I ddim ond dweud y gair “Ffarwél”.’



William walks to the stack of coffins. The top one is white, flown over with the Irish embalmers. He’s glad. Valerie would probably prefer white. He lowers her into it, arranges her head to one side, covers her body with one of the donated blankets and rests her hand on top of it.

He carries the coffin into the chapel and lays it down on one of the pews, uneasy that Aberfan seems to have resurrected memories of the two people he’s trained himself so rigorously to forget.

The waxy lampshades dip and swing as the door opens. Jimmy’s lean figure enters quickly carrying a blanketed body. Another one. And after that will come another. And the later they come, the harder it is. The longer they have been under the slurry, the quicker the decomposition once the air hits them. Now the diggers are moving through, some bodies are hurt a second time. Jimmy takes the bundle through to the vestry.

‘I’ll tell you what.’ Jimmy stands, out of breath, hands on hips, next to Harry’s station. ‘I’m not religious, but after this, I’ll never hear a bad word against the Sally Army.’

‘They’d been here twenty-four hours before we even arrived,’ says Harry, walking to the back wall for a coffin, ‘must have served hundreds of cups of tea and still going strong.’

‘You’d expect sandwiches and tea,’ Jimmy says, ‘but you know what else they’ve got?’

Harry nods. ‘Whisky.’

‘And cigarettes.’ Jimmy shakes his head.

‘Good on ’em.’ Harry carefully places the body from his trestle into the coffin. ‘Some of those miners came straight from a shift on Friday morning and haven’t stopped.
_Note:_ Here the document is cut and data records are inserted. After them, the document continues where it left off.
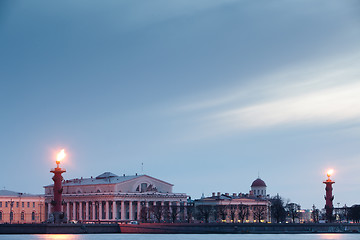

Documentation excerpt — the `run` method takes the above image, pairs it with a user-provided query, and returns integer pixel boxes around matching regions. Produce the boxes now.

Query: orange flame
[56,149,66,163]
[326,169,334,177]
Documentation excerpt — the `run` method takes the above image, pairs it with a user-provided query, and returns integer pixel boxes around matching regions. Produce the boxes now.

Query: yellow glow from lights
[56,149,66,163]
[326,169,334,177]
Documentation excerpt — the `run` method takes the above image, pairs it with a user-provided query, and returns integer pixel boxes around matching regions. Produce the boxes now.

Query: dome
[251,178,266,187]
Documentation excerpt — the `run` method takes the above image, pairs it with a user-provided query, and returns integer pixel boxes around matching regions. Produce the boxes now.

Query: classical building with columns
[44,172,188,222]
[194,178,271,222]
[0,190,45,224]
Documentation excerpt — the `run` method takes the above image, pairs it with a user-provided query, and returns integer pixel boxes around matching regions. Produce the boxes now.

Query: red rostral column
[323,169,335,222]
[50,149,66,223]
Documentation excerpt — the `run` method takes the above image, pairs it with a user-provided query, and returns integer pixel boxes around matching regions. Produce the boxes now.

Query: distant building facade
[44,172,187,222]
[194,178,271,222]
[0,190,46,223]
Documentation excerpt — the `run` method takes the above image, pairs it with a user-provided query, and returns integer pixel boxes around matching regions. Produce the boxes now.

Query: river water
[0,234,360,240]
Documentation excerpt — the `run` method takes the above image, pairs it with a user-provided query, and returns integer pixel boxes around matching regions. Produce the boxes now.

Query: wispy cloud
[174,53,360,136]
[207,83,360,129]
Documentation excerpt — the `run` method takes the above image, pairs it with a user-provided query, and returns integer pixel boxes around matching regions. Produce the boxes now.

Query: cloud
[207,84,360,129]
[173,53,360,137]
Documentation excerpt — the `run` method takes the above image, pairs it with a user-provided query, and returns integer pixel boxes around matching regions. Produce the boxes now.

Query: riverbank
[0,223,360,234]
[120,223,360,234]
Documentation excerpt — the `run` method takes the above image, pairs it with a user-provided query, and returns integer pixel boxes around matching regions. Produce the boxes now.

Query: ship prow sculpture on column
[49,149,67,223]
[323,169,335,223]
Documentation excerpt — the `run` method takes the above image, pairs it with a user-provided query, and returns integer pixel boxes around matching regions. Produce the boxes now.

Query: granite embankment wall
[0,223,360,234]
[120,223,360,234]
[0,224,120,234]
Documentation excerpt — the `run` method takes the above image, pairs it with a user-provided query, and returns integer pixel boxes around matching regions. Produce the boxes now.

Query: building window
[141,183,147,192]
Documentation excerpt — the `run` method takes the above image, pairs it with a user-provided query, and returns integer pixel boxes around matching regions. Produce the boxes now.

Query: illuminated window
[141,183,147,192]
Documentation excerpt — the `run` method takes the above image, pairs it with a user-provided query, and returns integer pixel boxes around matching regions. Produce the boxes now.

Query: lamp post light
[323,169,335,222]
[50,149,66,223]
[9,199,14,224]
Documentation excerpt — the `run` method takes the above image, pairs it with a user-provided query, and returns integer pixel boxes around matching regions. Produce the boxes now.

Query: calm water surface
[0,234,360,240]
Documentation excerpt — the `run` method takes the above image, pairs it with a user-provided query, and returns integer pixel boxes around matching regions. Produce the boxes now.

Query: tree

And where are we now? Sunday lunchtime!’

William is suddenly ravenous. He hasn’t slept and no one has mentioned a break, though Jimmy has brought them sandwiches every so often. On a busy day at work, he might look after three bodies. Valerie was his seventh. There are now five embalming stations around him doing the same. The formaldehyde fumes he usually enjoys are intense, even with all the leaded windows tilted open to the chill day.

‘Jimmy?’ he asks. ‘Can I go and get something to eat?’

‘Surely,’ says Jimmy. ‘At the last count, there are five left to recover.’

On the way through, William glances at Valerie and notices a speck of dirt still in her index fingernail. He reaches in his pocket for his Swiss army knife, flicks open the smallest blade and, holding her hand firmly to get traction, he scrapes hard at it, wiping the black smudge from the knife onto his trousers before going at it again.